News of the layoffs leaked out through gaming Web sites. One, Kotaku.com , reported on Wednesday that roughly 80 to 100 employees in the U.S. headquarters were laid off.

SCE is also looking at ways to make its Japan operations more efficient, though no concrete plans have been drawn up.

"We are taking another look at the company as a whole," Kato said.

Sony ruled the $30 billion global game industry over the past decade with the original PlayStation and PlayStation 2, but demand for the PS3 has been slow so far due to its high price tag and the limited availability of attractive software titles.

Investors are widely expecting Sony to make a sizeable cut to the PS3's $599 price tag to spur demand.
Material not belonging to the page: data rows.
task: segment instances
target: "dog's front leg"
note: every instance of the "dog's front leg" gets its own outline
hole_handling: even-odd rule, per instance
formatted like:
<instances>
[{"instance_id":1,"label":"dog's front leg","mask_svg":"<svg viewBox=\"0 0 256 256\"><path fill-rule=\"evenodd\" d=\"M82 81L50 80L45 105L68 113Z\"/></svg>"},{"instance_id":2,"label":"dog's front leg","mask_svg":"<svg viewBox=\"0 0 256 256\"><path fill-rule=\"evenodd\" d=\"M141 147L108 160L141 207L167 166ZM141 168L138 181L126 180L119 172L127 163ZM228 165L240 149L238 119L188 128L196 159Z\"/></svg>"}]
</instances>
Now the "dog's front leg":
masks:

"There will be no improvement without a price cut," HSBC's Dimas said.

Launched late last year, the PS3 sold just 45,321 units in May in Japan, compared with 251,794 units of the Wii. In April, the ratio was four to one in favor of the Wii, according to Japanese game magazine publisher Enterbrain.

Nintendo, known for such game characters as Mario, Donkey Kong and Pokemon, also launched its latest console last year.

The Wii features a motion-sensitive controller that allows users to direct on-screen play by swinging it like a tennis racket or wielding it like a sword, opening a new avenue of game playing.

In the United States, the Wii was the top-selling new console for the fourth month in a row in April, with Nintendo selling 360,000 units, while Sony sold 82,000 units of the PS3 and Microsoft Corp. (MSFT) sold 174,000 Xbox 360 machines.

Shares of Sony closed down 1.2 percent at 6,790 yen. The Nikkei average rose 0.1 percent on the day.